J’ai été obligé de convoquer Jeannot au bowling pour avoir le plaisir de battre quelqu’un à quelque chose. J’ai été le plus fort. Nettement. 

Il ne faut pas oublier d’éduquer les nouvelles générations dans cet esprit de lutte. J’ai expliqué à mon gamin qu’il n’aura rien d’autre dans la vie que les avantages pour lesquels il aura durement lutté. Je crains qu’il n’ait pas bien compris.  Il s’entend avec tout le monde, il n’a personne à combattre. 

J’ai beaucoup progressé. Je ravage tout sur mon passage. Sans un regard pour les vaincus qui auront ce qu’ils méritent.
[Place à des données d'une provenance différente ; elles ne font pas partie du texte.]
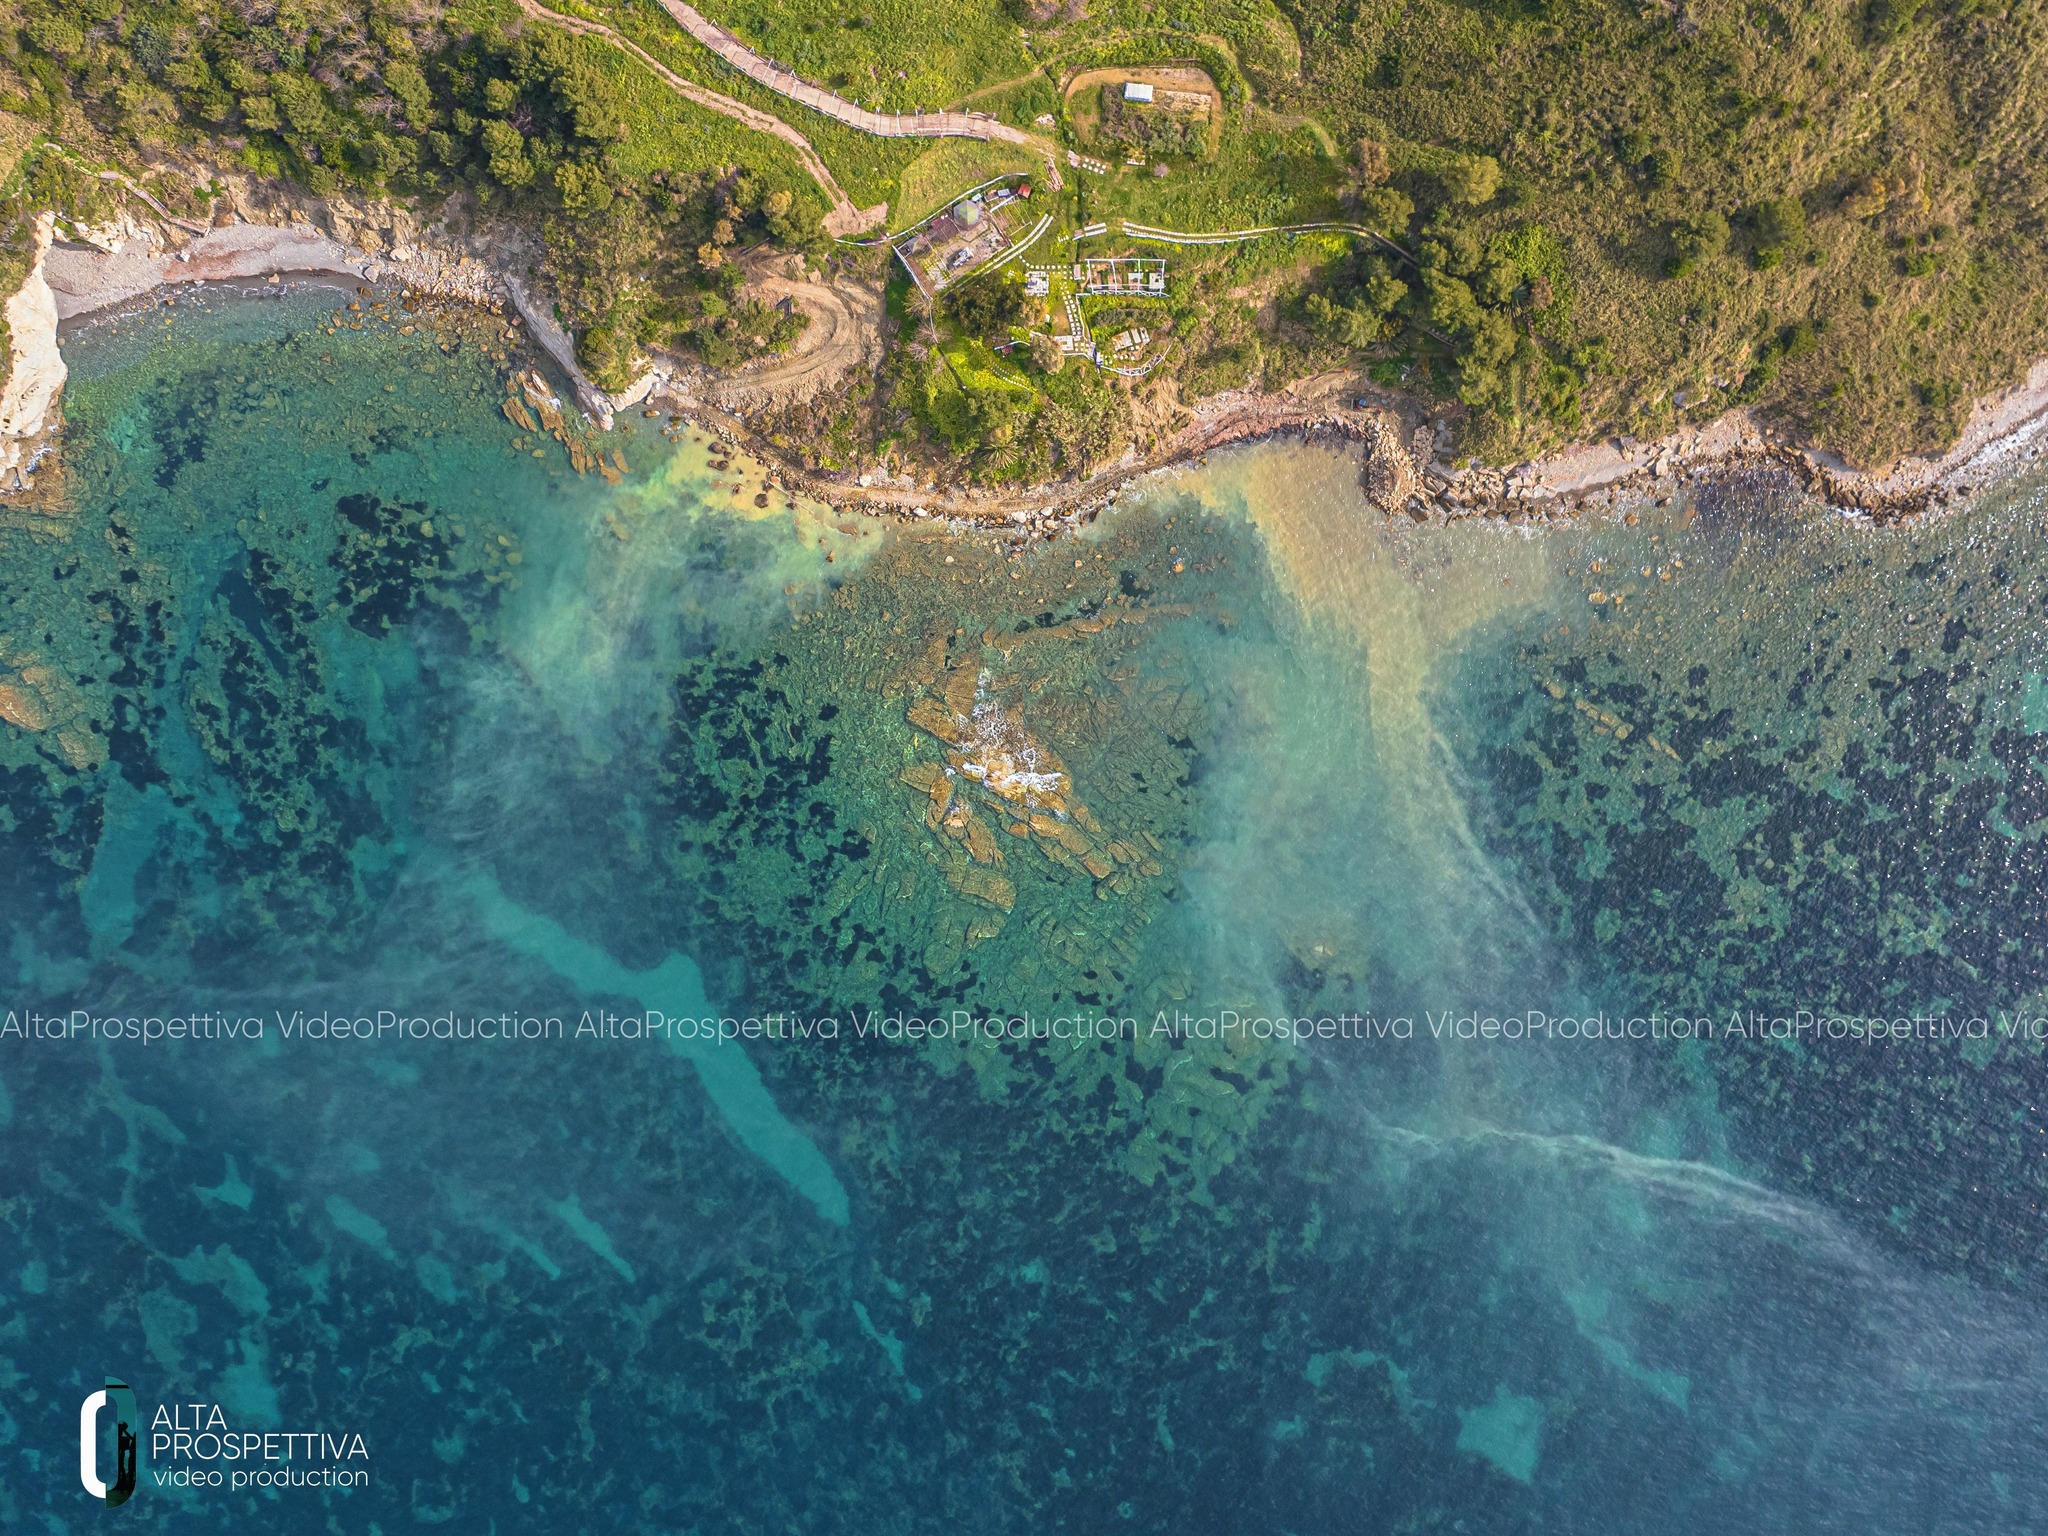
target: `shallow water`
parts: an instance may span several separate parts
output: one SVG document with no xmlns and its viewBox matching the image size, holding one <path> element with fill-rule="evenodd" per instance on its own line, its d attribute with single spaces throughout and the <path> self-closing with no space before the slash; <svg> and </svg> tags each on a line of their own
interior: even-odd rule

Je sens leur jalousie dans mon dos. Je suis un monstre de sang-froid. Je me fais peur moi-même. 

Les bonnes réponses

4 mai, 2011

Maurice a listé les manières de répondre à coté de la question :

« Mes services ont pris bonne note de votre demande… »

« Votre dossier fait actuellement l’objet d’un approfondissement… »

« La question que vous soulevez mérite d’être soumise à un groupe de travail que je réunirai prochainement… »

« Vos remarques éveillent un grand intérêt de la part des spécialistes… »

« Compte tenu de son importance, j’ai transmis votre courrier à notre siège central… »

« Vous posez là une vraie question… »

« Comme d’habitude vos observations sont pertinentes… »

« Il faudrait que l’on se voit pour en discuter… »

Les conseils du grand Jacot (7)

3 mai, 2011

« Il  n’y a pas de mal à se faire du mal. Vous allez aux soldes pour faire des économies. En quelque sorte, vous dépensez plus en voulant dépenser moins. Vous pourriez aussi aller au ski en espérant vous casser la figure pendant qu’on y est. Ou alors prendre un bain en hiver dans de l’eau bien froide pour attraper une bonne grippe. Ou passer votre temps devant la télé pour être sur de ne pas rater une émission débile. Ou bien encore voter avec enthousiasme pour un dictateur aux prochaines élections qui s’enrichira grassement sur votre dos. Vous n’êtes pas très raisonnable. » 

« Bon d’accord, monsieur Jacot, je vais faire des choses positives et pas du tout risquées. Je prendrai mes vacances aux Caraïbes et me baignerai dans de l’eau chaude. Les requins auront sûrement le dos tourné pendant ce temps là. Et puis, je vais rester devant mon téléviseur jusqu’à une heure du matin, pour ne pas louper une émission passionnante. Je voterai pour un système politique où tout le monde pourra donner son avis et participer au bazar général. Ça vous va ? » 

« Voyons, voyons ! Tout de suite des solutions extrêmes ! Comme vous y allez !  Prenons un peu de recul et essayons de travailler sur des solutions sensées ! Par exemple, au lieu de vous précipitez pour acquérir n’importe quoi sous prétexte que c’est en solde, vous pourriez acheter ce dont vous avez besoin, au juste prix, après en avoir discuté avec le commerçant. Ou alors, pendant votre séjour aux Caraïbes, vous prendrez des bains tièdes, ni trop chauds, ni trop froids après vous êtes renseigné sur la présence éventuelle de piranhas. Ou encore, vous pourriez regarder la télévision en sachant l’éteindre quand ce n’est pas intéressant. Sur le plan politique, il faudrait que vous choisissiez un homme mesuré, capable de prendre des décisions après avoir pris le temps d’écouter tous les avis. Ce n’est pas mieux comme ça ? »   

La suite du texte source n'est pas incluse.